Neuroscience Institute, Georgia State University, 100 Piedmont Ave., Atlanta, Georgia 30303, USA.
Department of Physics and Astronomy, Ohio University, Athens, Ohio 45701, USA.
Chaos. 2021 Sep;31(9):093121. doi: 10.1063/5.0065044.
This study focuses on the qualitative and quantitative characterization of chaotic systems with the use of a symbolic description.
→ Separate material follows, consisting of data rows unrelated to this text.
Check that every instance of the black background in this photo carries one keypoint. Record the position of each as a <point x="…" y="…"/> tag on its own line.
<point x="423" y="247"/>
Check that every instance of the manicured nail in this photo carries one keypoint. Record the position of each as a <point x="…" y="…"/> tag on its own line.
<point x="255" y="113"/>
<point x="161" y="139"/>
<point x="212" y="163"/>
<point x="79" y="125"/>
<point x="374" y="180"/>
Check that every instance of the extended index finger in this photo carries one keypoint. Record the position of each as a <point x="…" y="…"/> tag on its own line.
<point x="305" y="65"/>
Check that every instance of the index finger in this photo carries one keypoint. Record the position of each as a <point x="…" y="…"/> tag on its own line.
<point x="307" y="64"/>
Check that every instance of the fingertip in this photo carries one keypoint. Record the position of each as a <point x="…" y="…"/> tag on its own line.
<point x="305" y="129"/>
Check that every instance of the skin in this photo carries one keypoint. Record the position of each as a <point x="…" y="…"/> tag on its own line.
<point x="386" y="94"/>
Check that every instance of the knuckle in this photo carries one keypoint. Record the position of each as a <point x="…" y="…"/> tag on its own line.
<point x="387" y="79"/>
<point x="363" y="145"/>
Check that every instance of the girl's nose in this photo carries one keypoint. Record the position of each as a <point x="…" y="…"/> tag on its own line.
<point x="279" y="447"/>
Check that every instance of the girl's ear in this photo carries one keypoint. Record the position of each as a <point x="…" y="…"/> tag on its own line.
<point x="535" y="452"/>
We consider two famous systems, Lorenz and Rössler models with their iconic attractors, and demonstrate that with adequately chosen symbolic partition, three measures of complexity, such as the Shannon source entropy, the Lempel-Ziv complexity, and the Markov transition matrix, work remarkably well for characterizing the degree of chaoticity and precise detecting stability windows in the parameter space. The second message of this study is to showcase the utility of symbolic dynamics with the introduction of a fidelity test for reservoir computing for simulating the properties of the chaos in both models' replicas. The results of these measures are validated by the comparison approach based on one-dimensional return maps and the complexity measures.
本研究侧重于使用符号描述对混沌系统进行定性和定量描述。我们考虑了两个著名的系统,即 Lorenz 和 Rössler 模型及其标志性吸引子,并证明了通过适当选择符号分区,三个复杂度度量,如香农源熵、Lempel-Ziv 复杂度和马尔可夫转移矩阵,可以很好地用于描述混沌程度,并在参数空间中精确检测稳定窗口。本研究的第二个信息是展示符号动力学的实用性,引入储层计算的保真度测试来模拟两个模型副本中混沌的特性。这些措施的结果通过基于一维返回映射和复杂度度量的比较方法进行验证。